【ワンポイント】データインテグリティについて

データインテグリティについて

製薬業界においては、大掛かりな製造記録や品質試験記録の改ざん事件が後を絶たず、規制当局にとっても患者の安全性を確保するために査察を強化しなければならなくなっている。

紙媒体であれ、電子記録であれ、記録(データ)や文書の信頼性を担保することは極めて重要だ。

筆者は昨今世間をにぎわしている某製薬企業の不正について、ある大手新聞社のインタビュを3回にわたって受けた。当該新聞記者の関心事は、日米の査察の方法の違いであった。また米国において不正が発見された場合にはどのようなペナルティが 課せられるかということであった。
ご存知の読者も多いと思うが、米国では極めて高額な制裁金が課せられる。2002年には、QCデータを組織に敵に改ざんしていた某大手製薬企業に対して500M$もの罰金が科せられた。

インテグリティ(integrity)を辞書で引くと「誠実」という意味であることが分かる。では、データが誠実ということは何を意味するのだろうか。
その答えは、規制当局にとってデータが信用できるということである。
そのためには、データは作成されてから現在までの経緯(例:変更)がわかるようにしておかなければならない。
つまり紙媒体であれ、電子記録であれ監査証跡が必要だ。監査証跡が必要ということは、データが生データだけではなく、メタデータも含めて完全でなければならないということである。
したがって、データインテグリティは、しばしば意訳され「データの完全性」と訳される。

ではいったい、データの完全性を担保するためには、どのような事項に留意するべきだろうか。またデータインテグリティが失われた場合、何が問題になるのだろうか。

その答えは、監査証跡の保持である。監査証跡のない電子記録は、改ざんやねつ造の有無(証拠)がわからない。したがって規制当局が査察を実施することができなくなってしまう。なぜならば信用できるかどうかわからない記録を査察しても意味 がないからである。査察が実施できない場合、規制当局は医薬品の出荷を認めることができなくなってしまい、結果的に患者に迷惑がかかってしまうのである。

昨今の製薬企業では、記録を手書きにより作成することは非常に少なくなった。多くの場合、記録は電子で作成されているだろう。しかしながら、記録の保管については電子記録を紙媒体に印刷したものに手書き署名(記名・捺印)をするといった ハイブリッドな使用方法が多くを占める。しかしながら、ハイブリッドシステムでは不正が容易になってしまう。つまり電子記録を改ざんした後に再印刷し、バックデートで署名するといった手口だ。

FDAの査察官は、電子記録の不正の手口を教育され、見破り方を身に着けているとされる。
電子記録と紙媒体の管理はどのように行うべきだろうか。

一方において、FDAは1997年に21 CFR Part11を発行し、電子記録の信頼性に関する要求事項を明らかにした。しかしながら、その要件には実現が困難なものも多くあった。特に問題となったのは、コンプライアンスコストだ。規制当局は、患者の安全性を担保するために規制要件を強化する必 要があるが、規制要件を強化しすぎるとコンプライアンスコストを高める結果となってしまう。製薬企業が負ったコンプライアンスコストは薬価に転嫁され、結果的には患者負担となってしまう。すなわち、いたずらにコンプライアンスコストを高めて しまうことは、逆に患者に負担を強いる結果となってしまう。そこでFDAは、2003年に新しい医薬品監視指導方針として「リスクベースドアプローチ」という方法を発表した。

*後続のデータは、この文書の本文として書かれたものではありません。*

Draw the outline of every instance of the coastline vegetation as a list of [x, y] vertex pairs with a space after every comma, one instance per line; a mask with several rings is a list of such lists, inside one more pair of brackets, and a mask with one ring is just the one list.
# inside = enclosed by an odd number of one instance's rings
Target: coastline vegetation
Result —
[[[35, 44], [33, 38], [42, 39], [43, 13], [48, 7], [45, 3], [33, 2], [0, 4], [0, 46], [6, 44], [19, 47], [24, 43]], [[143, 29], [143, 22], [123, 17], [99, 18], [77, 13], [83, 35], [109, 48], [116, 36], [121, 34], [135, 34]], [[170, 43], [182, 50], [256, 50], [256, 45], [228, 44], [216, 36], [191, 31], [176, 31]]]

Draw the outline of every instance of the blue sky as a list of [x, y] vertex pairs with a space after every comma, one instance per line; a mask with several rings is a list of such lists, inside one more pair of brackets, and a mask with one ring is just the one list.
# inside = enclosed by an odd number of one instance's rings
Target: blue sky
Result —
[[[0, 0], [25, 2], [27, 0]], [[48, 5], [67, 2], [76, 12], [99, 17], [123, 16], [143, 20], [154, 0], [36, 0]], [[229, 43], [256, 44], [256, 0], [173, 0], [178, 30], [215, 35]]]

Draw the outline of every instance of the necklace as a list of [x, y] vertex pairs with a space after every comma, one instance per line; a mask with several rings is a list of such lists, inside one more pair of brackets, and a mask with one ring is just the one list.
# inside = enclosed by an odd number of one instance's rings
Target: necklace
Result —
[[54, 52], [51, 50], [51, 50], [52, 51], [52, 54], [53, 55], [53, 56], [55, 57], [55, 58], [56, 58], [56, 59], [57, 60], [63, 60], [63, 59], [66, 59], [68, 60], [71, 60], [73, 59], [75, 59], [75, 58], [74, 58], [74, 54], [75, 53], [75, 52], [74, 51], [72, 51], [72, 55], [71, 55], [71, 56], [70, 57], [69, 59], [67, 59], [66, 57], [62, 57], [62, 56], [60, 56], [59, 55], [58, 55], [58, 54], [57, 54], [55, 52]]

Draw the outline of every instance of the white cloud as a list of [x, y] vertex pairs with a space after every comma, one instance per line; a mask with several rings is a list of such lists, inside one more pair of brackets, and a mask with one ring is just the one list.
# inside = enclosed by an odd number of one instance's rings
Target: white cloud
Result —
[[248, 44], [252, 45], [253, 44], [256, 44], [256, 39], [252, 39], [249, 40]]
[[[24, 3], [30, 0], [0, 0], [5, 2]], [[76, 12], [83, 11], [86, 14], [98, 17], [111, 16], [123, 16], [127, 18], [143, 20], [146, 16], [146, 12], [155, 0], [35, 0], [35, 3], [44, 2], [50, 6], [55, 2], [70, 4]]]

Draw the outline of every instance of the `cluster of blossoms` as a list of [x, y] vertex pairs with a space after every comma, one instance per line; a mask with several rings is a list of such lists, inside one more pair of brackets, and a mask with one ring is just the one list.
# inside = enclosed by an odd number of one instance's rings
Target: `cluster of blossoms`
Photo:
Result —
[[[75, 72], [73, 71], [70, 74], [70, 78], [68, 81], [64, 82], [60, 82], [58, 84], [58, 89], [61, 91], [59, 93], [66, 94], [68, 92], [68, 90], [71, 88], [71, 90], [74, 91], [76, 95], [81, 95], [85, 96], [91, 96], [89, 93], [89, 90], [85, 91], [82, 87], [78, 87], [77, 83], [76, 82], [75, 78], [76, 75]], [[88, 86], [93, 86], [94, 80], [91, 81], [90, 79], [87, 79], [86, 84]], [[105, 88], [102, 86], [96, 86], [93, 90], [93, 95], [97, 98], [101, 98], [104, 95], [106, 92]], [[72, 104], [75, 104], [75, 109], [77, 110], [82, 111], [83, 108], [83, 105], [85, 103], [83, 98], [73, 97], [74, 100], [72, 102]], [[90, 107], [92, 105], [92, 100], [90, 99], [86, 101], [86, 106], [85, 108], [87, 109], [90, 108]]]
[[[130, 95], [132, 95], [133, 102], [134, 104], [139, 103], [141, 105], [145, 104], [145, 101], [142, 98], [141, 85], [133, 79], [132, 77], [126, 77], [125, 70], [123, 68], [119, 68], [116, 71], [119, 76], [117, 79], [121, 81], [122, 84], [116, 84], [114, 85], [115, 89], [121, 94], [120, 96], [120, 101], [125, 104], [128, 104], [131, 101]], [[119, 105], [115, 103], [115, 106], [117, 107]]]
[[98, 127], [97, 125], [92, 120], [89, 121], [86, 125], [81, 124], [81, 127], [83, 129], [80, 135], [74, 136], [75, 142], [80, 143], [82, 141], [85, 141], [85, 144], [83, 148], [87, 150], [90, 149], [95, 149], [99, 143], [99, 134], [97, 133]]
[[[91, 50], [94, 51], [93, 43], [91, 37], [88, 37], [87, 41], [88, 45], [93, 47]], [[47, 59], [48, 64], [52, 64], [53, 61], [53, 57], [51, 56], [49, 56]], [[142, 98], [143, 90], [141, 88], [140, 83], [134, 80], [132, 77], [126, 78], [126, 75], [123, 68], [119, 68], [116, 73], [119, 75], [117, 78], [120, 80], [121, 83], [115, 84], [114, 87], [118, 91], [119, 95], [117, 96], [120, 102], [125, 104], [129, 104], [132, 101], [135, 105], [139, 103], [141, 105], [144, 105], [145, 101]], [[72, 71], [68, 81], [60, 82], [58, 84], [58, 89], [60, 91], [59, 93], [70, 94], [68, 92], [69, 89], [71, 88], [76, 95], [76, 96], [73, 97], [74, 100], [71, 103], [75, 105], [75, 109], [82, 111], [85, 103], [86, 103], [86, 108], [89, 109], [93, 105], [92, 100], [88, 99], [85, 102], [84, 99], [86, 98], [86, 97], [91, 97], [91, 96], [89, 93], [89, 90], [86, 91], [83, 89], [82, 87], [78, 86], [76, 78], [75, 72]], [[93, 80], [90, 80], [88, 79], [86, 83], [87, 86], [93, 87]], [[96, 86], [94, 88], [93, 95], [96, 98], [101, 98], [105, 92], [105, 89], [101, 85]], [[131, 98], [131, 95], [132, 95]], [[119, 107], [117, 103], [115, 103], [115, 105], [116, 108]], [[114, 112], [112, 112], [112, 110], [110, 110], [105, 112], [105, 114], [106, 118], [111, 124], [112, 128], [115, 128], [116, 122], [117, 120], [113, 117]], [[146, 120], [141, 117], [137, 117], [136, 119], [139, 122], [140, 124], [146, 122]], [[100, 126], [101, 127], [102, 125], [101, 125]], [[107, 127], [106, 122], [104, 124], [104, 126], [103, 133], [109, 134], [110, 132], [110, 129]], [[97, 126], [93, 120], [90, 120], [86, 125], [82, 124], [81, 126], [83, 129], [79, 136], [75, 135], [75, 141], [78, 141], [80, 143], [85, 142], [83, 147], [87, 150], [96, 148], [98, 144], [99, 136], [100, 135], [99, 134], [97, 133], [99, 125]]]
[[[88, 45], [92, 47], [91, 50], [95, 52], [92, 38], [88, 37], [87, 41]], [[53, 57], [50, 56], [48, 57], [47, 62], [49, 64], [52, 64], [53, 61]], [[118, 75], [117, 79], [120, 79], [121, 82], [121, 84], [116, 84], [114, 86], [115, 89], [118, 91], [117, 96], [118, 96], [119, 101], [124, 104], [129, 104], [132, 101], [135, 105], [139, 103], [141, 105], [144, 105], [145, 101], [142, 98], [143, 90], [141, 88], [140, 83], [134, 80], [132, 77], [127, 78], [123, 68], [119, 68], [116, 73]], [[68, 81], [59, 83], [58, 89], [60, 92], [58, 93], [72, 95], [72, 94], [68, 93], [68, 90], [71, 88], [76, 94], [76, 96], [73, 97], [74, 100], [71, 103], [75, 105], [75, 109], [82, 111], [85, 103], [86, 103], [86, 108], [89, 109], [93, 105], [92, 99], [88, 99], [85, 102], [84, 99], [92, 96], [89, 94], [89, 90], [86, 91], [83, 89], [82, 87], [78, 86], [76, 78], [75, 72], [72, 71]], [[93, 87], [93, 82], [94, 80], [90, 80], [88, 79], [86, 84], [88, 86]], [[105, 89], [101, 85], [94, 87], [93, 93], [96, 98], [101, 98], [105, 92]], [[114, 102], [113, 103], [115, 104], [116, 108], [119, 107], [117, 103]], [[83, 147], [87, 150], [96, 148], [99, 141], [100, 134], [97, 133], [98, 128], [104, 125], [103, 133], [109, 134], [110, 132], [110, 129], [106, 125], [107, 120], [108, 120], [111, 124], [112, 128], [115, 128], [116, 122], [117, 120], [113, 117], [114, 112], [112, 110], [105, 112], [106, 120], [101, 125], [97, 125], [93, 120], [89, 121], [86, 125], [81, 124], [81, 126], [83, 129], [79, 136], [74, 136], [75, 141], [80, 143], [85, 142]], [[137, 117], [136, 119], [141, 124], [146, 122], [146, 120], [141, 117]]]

FDAの最新のPart11の期待と指導はどのようになっているのかを知っておく必要がある。

2015年には、イギリスのMHRAが「MHRA Data Integrity Definitions and Expectations」と呼ばれるガイダンスを発行した。その内容は非常に参考になる。今後は世界の規制当局が同じようにデータインテグリティに関する期待を述べる機会が増えると思われる。